La política suele construirse sobre nombres visibles, pero también sobre operadores silenciosos cuya influencia termina siendo insoslayable. Marco Sánchez y Armando Covarrubias parecen pertenecer a esa categoría de personajes que prefieren el resultado antes que el protagonismo. Quizá todavía sea prematuro hablar de candidaturas; sin embargo, sí es oportuno reconocer que los proyectos exitosos rara vez son obra de un solo hombre.
Si la intención es llevar a Navojoa al siguiente nivel, el reto no consiste únicamente en conservar el liderazgo del alcalde, sino en fortalecer el equipo que ha permitido que ese liderazgo avance. Porque las ciudades no cambian por discursos aislados, sino por la suma de voluntades, talento y una visión compartida que, cuando logra permear en la administración pública, termina convirtiéndose en el verdadero motor de la transformación.

Beto Vázquez y Ramón Flores: donde la amistad también hace política
Hay encuentros que, aunque parecen rutinarios, terminan marcando el rumbo de un proyecto político. No generan grandes titulares ni convocan multitudes, pero terminan siendo el punto de partida de decisiones que, con el paso del tiempo, adquieren una dimensión mayor. A veces, una conversación entre viejos aliados vale más que un discurso multitudinario.
Eso pareció ocurrir el pasado sábado durante el Torneo Interbarrial PT 2026, un evento que, en apariencia, tuvo como eje el deporte, pero que también dejó entrever el fortalecimiento de una relación política que en los últimos meses había permanecido lejos de los reflectores.
El dirigente estatal del Partido del Trabajo, Ramón Flores, y Alberto “Beto” Vázquez Valencia volvieron a coincidir públicamente. Más allá del protocolo, las imágenes reflejaron algo que resulta perceptible para quienes conocen la dinámica política del sur de Sonora: la reactivación de un vínculo cimentado en la confianza y en una amistad que ha resistido el paso del tiempo.
Mientras el balón rodaba sobre la cancha, las conversaciones transitaban por otro terreno: el del futuro político de Huatabampo y los desafíos que comenzarán a tomar forma conforme se acerque el calendario electoral de 2027.
A ese encuentro también acudió Aldo Rafael Martínez, presidente del Partido del Trabajo en Huatabampo, quien compartió su visión sobre el fortalecimiento de la estructura partidista y los retos que enfrenta el municipio. La presencia de los tres actores en un mismo espacio difícilmente puede entenderse como un hecho aislado; más bien parece formar parte de una estrategia que comienza a permear al interior del instituto político.
El pretexto fue un torneo de fútbol. La conversación, según trascendió entre los corrillos políticos, giró en torno al mejoramiento de Huatabampo. La visión, sin embargo, parece proyectarse mucho más allá del presente inmediato. Los procesos electorales no se improvisan; se construyen con tiempo, diálogo y una ruta clara.
Llamó particularmente la atención la actitud del también diputado federal Ramón Flores.

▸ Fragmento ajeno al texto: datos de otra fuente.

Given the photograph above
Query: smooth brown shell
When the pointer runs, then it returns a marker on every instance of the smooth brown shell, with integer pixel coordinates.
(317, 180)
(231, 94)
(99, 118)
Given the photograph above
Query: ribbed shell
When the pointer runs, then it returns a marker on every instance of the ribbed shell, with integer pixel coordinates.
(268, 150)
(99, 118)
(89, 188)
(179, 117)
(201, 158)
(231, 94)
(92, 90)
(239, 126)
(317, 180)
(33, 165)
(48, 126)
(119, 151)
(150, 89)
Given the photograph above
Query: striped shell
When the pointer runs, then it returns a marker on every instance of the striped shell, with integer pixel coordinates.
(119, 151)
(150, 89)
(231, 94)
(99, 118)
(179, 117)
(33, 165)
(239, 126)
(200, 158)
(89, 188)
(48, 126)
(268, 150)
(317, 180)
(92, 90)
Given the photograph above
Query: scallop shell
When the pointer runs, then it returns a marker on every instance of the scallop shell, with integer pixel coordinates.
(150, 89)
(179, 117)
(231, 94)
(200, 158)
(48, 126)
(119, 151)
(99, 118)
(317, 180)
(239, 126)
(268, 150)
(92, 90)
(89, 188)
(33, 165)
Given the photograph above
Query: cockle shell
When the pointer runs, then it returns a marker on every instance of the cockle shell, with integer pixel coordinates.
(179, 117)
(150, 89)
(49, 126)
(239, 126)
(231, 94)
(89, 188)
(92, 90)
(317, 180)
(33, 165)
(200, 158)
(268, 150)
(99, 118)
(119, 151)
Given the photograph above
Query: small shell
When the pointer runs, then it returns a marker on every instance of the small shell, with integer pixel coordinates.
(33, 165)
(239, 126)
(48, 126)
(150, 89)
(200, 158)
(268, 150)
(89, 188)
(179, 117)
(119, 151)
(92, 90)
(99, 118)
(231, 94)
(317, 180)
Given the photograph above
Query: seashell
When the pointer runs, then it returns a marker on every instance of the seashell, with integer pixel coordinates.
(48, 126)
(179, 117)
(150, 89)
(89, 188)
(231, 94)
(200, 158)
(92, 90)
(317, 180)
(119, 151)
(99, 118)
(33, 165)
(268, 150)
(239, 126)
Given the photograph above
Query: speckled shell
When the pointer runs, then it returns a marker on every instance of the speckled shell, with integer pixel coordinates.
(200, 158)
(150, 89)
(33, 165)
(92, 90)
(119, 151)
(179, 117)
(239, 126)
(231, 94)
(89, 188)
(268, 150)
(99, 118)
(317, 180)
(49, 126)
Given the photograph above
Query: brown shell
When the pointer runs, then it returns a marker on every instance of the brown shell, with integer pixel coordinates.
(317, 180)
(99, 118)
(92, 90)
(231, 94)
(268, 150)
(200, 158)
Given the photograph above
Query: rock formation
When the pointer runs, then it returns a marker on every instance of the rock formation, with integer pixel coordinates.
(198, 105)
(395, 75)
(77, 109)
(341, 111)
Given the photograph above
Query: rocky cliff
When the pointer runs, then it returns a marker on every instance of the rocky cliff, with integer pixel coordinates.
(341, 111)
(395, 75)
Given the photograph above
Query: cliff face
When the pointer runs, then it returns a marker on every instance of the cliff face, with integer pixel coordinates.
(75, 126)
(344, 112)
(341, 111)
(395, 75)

Se le observó sereno, distante del vértice de la confrontación política y cómodo en un ambiente de confianza, como quien conversa con un viejo amigo más que con un aliado circunstancial. Esa imagen, por sí sola, transmite un mensaje que no pasa inadvertido para quienes suelen leer entre líneas.
En política, las alianzas auténticas no siempre requieren grandes anuncios. Algunas simplemente reaparecen cuando las circunstancias vuelven a coincidir. Y si algo dejó entrever este encuentro es que Alberto “Beto” Vázquez Valencia parece reencontrar un cauce natural dentro del Partido del Trabajo.
Aún falta camino hacia 2027. Sin embargo, los proyectos políticos suelen comenzar exactamente así: con conversaciones, con confianza y con la reconstrucción de alianzas. El tiempo dirá hasta dónde llega este reencuentro.